August 14, 2024 1 min read

Delta Lake Everywhere: The Universal Table Format

Delta Lake Microsoft Fabric Data Lake Open Source Table Format

Delta Lake has become the de facto standard for lakehouse table formats. Microsoft Fabric’s native support for Delta Lake enables interoperability across platforms while providing ACID transactions, time travel, and schema evolution.

Why Delta Lake?

┌─────────────────────────────────────────────────────────────┐
│                    Traditional Data Lake                     │
│                                                              │
│  ┌──────────┐  ┌──────────┐  ┌──────────┐  ┌──────────┐    │
│  │ Parquet  │  │  JSON    │  │   CSV    │  │   ORC    │    │
│  │  Files   │  │  Files   │  │  Files   │  │  Files   │    │
│  └──────────┘  └──────────┘  └──────────┘  └──────────┘    │
│       │             │             │             │           │
│       └─────────────┴─────────────┴─────────────┘           │
│                           │                                  │
│                    No Transactions                          │
│                    No Schema Enforcement                    │
│                    No Time Travel                           │
└─────────────────────────────────────────────────────────────┘

┌─────────────────────────────────────────────────────────────┐
│                      Delta Lake                              │
│                                                              │
│  ┌──────────────────────────────────────────────────────┐   │
│  │              Parquet Files + Delta Log                │   │
│  │                                                       │   │
│  │   data/                                              │   │
│  │   ├── part-00000.parquet                             │   │
│  │   ├── part-00001.parquet                             │   │
│  │   └── _delta_log/                                    │   │
│  │       ├── 00000000000000000000.json                  │   │
│  │       ├── 00000000000000000001.json                  │   │
│  │       └── 00000000000000000002.checkpoint.parquet    │   │
│  └──────────────────────────────────────────────────────┘   │
│                           │                                  │
│                    ACID Transactions                        │
│                    Schema Evolution                         │
│                    Time Travel                              │
│                    Audit History                            │
└─────────────────────────────────────────────────────────────┘

Delta Lake in Microsoft Fabric

Native Delta Support

# All Fabric lakehouses use Delta Lake natively

# Create Delta table
df = spark.createDataFrame([
    (1, "Alice", "Engineering"),
    (2, "Bob", "Sales"),
    (3, "Carol", "Marketing")
], ["id", "name", "department"])

# Save as Delta table
df.write.format("delta") \
    .mode("overwrite") \
    .saveAsTable("employees")

# Or save to Files folder
df.write.format("delta") \
    .mode("overwrite") \
    .save("Files/raw/employees")

# Verify it's Delta
from delta.tables import DeltaTable

print(DeltaTable.isDeltaTable(spark, "Tables/employees"))  # True

Schema Evolution

from delta.tables import DeltaTable
from pyspark.sql.types import *

class DeltaSchemaManager:
    """Manage Delta Lake schema evolution."""

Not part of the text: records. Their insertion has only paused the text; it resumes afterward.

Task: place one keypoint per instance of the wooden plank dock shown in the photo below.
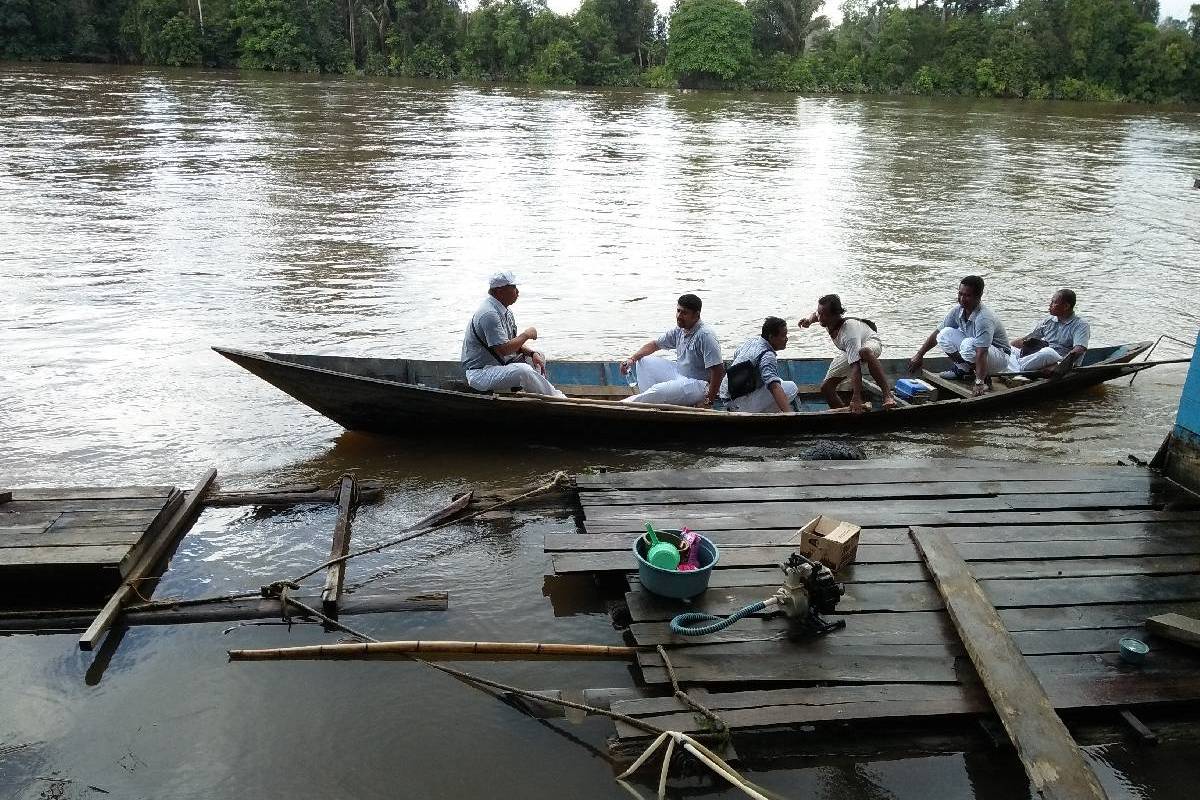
(1072, 558)
(88, 537)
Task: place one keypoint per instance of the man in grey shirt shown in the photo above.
(695, 377)
(1059, 341)
(493, 354)
(971, 336)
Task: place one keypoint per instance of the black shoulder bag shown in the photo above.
(745, 377)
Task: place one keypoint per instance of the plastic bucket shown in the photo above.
(671, 583)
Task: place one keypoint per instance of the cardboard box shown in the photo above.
(829, 541)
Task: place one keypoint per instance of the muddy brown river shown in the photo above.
(149, 215)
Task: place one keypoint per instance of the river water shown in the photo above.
(148, 215)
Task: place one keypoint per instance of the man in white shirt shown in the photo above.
(858, 343)
(695, 377)
(762, 389)
(493, 354)
(1057, 343)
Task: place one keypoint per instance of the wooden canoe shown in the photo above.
(412, 397)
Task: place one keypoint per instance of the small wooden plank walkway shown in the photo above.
(1072, 557)
(88, 536)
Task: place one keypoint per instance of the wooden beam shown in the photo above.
(220, 612)
(172, 531)
(336, 573)
(1053, 761)
(1176, 627)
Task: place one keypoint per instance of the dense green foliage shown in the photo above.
(1075, 49)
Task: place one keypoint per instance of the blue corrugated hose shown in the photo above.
(679, 625)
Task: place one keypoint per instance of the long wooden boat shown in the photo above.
(412, 397)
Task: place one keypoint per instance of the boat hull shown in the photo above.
(399, 396)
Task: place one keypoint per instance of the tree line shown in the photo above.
(1074, 49)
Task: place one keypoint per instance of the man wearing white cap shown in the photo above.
(495, 356)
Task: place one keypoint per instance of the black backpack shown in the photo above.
(745, 377)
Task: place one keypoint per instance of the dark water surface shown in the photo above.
(145, 216)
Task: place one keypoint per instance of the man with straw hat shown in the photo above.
(495, 356)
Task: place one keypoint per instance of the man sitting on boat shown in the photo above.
(1057, 343)
(695, 377)
(858, 342)
(971, 336)
(493, 354)
(753, 383)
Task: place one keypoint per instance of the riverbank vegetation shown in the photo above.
(1074, 49)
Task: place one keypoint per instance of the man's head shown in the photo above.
(688, 311)
(503, 286)
(829, 311)
(1062, 304)
(774, 330)
(970, 292)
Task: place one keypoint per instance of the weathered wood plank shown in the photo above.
(91, 555)
(107, 505)
(1053, 761)
(87, 536)
(1134, 482)
(921, 596)
(222, 612)
(982, 570)
(851, 471)
(817, 704)
(802, 511)
(931, 627)
(880, 554)
(25, 521)
(844, 666)
(72, 519)
(875, 536)
(174, 528)
(1176, 627)
(91, 492)
(883, 518)
(335, 576)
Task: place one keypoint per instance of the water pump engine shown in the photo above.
(809, 590)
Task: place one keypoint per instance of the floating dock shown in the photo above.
(1073, 558)
(83, 537)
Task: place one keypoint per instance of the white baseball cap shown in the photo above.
(502, 280)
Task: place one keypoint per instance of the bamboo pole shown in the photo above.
(369, 650)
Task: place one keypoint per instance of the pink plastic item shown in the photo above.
(688, 542)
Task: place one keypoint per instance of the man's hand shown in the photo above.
(539, 361)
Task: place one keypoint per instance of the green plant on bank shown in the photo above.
(1037, 49)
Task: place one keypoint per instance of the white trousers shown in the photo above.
(504, 378)
(660, 382)
(1044, 358)
(761, 401)
(952, 341)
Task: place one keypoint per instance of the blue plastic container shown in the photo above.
(671, 583)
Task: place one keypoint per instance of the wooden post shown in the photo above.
(1053, 759)
(171, 533)
(335, 577)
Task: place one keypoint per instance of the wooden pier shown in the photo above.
(85, 537)
(1073, 558)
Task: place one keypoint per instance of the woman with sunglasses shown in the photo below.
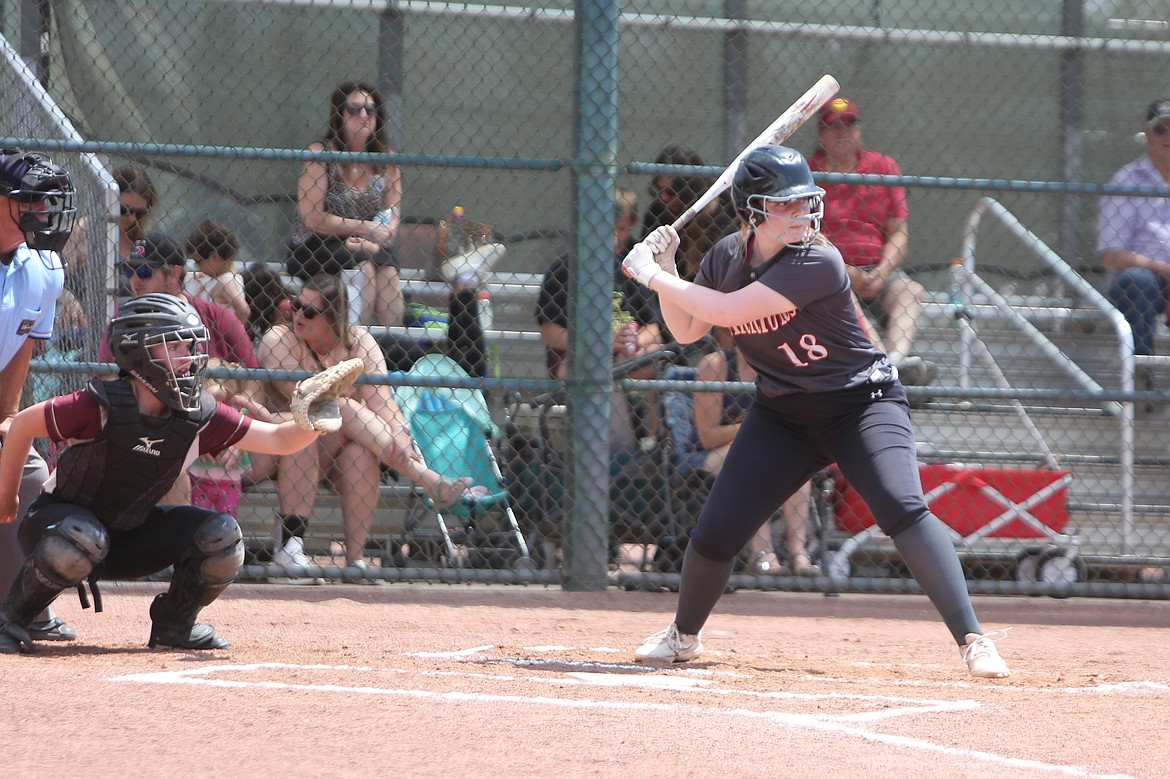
(1131, 239)
(372, 433)
(348, 213)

    def __init__(self, spark, table_path: str):
        self.spark = spark
        self.table_path = table_path
        self.delta_table = DeltaTable.forPath(spark, table_path)

    def get_current_schema(self) -> StructType:
        """Get current table schema."""
        return self.delta_table.toDF().schema

    def add_column(self, column_name: str, data_type: DataType):
        """Add new column to schema."""

        # Delta handles this automatically with mergeSchema
        df_with_new_col = self.delta_table.toDF().withColumn(
            column_name,
            lit(None).cast(data_type)
        )

        df_with_new_col.write.format("delta") \
            .mode("overwrite") \
            .option("mergeSchema", "true") \
            .save(self.table_path)

    def evolve_schema_on_write(self, new_df):
        """Write data with schema evolution enabled."""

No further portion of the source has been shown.